Painted Skin: The Resurrection (轉生術)
Films with the word “resurrection” in their title often suggest a lifeless remake or extension of a franchise. In the case of Painted Skin: The Resurrection this is undoubtedly the case. Gordon Chan’s (陳嘉上) Painted Skin (畫皮) in 2008, was a huge success and this second film tries to get a little more mileage out of the classic story taken from Strange Stories from a Chinese Studio (聊齋誌異). Directing duties have been taken over by the hyper-stylish Mongolian-born director Wuershan (烏爾善), who came to prominence with the Golden Horse-winning The Butcher, the Chef and the Swordsman (刀見笑). Wuershan has created a luscious effects-driven movie. As with the original, the film stars Chen Kun (陳坤) and Zhou Xun (周迅), but they have no chemistry as general and a fox demon intent on benefiting from his star-crossed romance with the disfigured Princess Jin, played by Zhao Wei (趙薇). Visually stunning, but without heart.
Based on a popular novel by Mitsuyo Kakuta with a screenplay by Satoko Okudera, this Japanese psychological drama shows the skill of director Izuru Narushima, who manages to take sensational and melodramatic material and present it in a flat, almost documentary style that heightens rather than blunts the emotions on display. A number of fine performances, particularly from Hiromi Nagasaku, who plays a young woman who steals the young child of her married lover and engages in a long-distance rivalry with the child’s birth mother (played by Yoko Moriguchi) before she is finally tracked down by police and put on trial for kidnap. Told in a complex arrangement of flashbacks, the film also tells the story of the child, Erina, who becomes deeply attached to her kidnapper, who shows her nothing but affection and love during their four years together. Narushima, despite the title, refuses to provide any kind of easy redemption for all the emotional suffering that he depicts.

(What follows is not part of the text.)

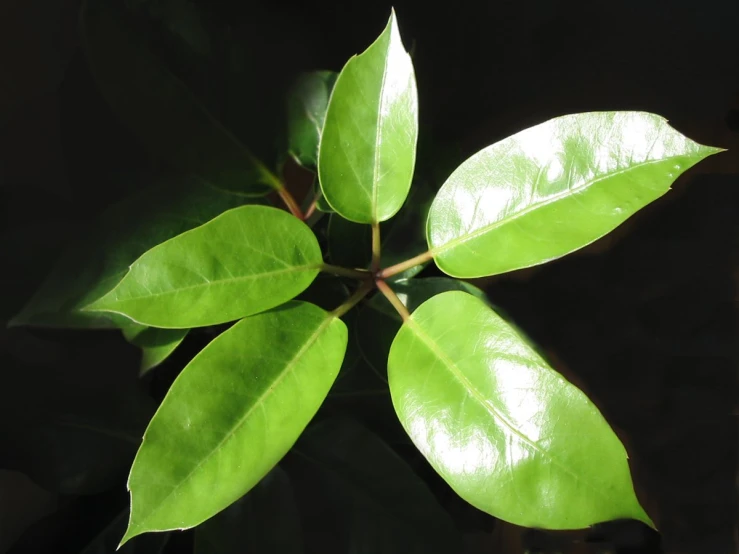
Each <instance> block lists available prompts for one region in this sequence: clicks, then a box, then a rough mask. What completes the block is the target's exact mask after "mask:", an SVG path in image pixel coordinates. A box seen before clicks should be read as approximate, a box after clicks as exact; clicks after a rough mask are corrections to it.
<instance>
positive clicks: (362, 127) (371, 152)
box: [318, 12, 418, 223]
mask: <svg viewBox="0 0 739 554" xmlns="http://www.w3.org/2000/svg"><path fill="white" fill-rule="evenodd" d="M417 139H418V93H417V90H416V78H415V76H414V73H413V63H412V62H411V58H410V56H409V55H408V53H407V52H406V51H405V48H404V47H403V43H402V42H401V39H400V32H399V31H398V24H397V22H396V19H395V13H394V12H393V13H392V14H391V16H390V21H388V24H387V27H386V28H385V30H384V31H383V32H382V34H381V35H380V36H379V37H378V38H377V40H376V41H375V42H374V43H373V44H372V45H371V46H370V47H369V48H368V49H367V50H365V51H364V52H363V53H362V54H359V55H358V56H353V57H352V58H351V59H350V60H349V61H348V62H347V63H346V65H345V66H344V69H342V70H341V73H340V74H339V78H338V79H337V81H336V84H335V85H334V90H333V93H332V94H331V100H330V101H329V105H328V112H327V113H326V121H325V123H324V126H323V136H322V138H321V144H320V150H319V155H318V175H319V177H320V181H321V188H322V190H323V194H324V196H325V197H326V200H327V201H328V203H329V205H330V206H331V207H332V208H333V209H334V210H335V211H337V212H338V213H340V214H341V215H342V216H344V217H345V218H346V219H349V220H351V221H355V222H357V223H377V222H380V221H385V220H386V219H390V218H391V217H392V216H393V215H395V214H396V213H397V211H398V210H399V209H400V207H401V206H402V205H403V202H404V201H405V198H406V196H407V195H408V190H409V188H410V185H411V179H412V178H413V169H414V165H415V161H416V142H417Z"/></svg>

Based on an account in the novel Crime by attorney/novelist Ferdinand von Schirach, Bliss tells of love on the harsh Berlin streets between two of society’s disenfranchised: Irena (Alba Rohrwacher), an illegal immigrant who has seen her parents killed and has herself been gang raped during ethnic conflicts in Macedonia, and Kalle (Vinzenz Kiefer), a hard-living, but disconcertingly philosophical, German punk who sleeps rough. Director Doris Doerrie mixes harsh realism with moments of cloying sentiment in a manner that can be profoundly irritating, and resorts to heavy-handed use of the soundtrack and stylistic tricks to build up the emotions in a story that would be quite powerful enough without such enhancements.
Director Christophe Honore works from his own screenplay about Madeline, a shopgirl who earns a few extra dollars as a call girl. She meets the man she loves while on the job, gets married, gives birth to a daughter, watches her marriage fall apart, and then sees her daughter making the same sort of mistakes that led her to her current lot. Madeline is played by Ludivine Sagnier as a young girl, and by Catherine Deneuve as a mature woman. Her daughter is played by Chiara Mastroianni, who is a real revelation in this role. There are hints of Pedro Almodovar in Honore’s delight in watching the ways women define themselves; then there are also songs, which can be off-putting if you expected to watch a drama and find yourself floundering in a musical. The quality of the cast makes up for much, but watching Deneuve burst into song produces the same kind of dissonance as Meryl Streep getting lyrical in Mamma Mia!.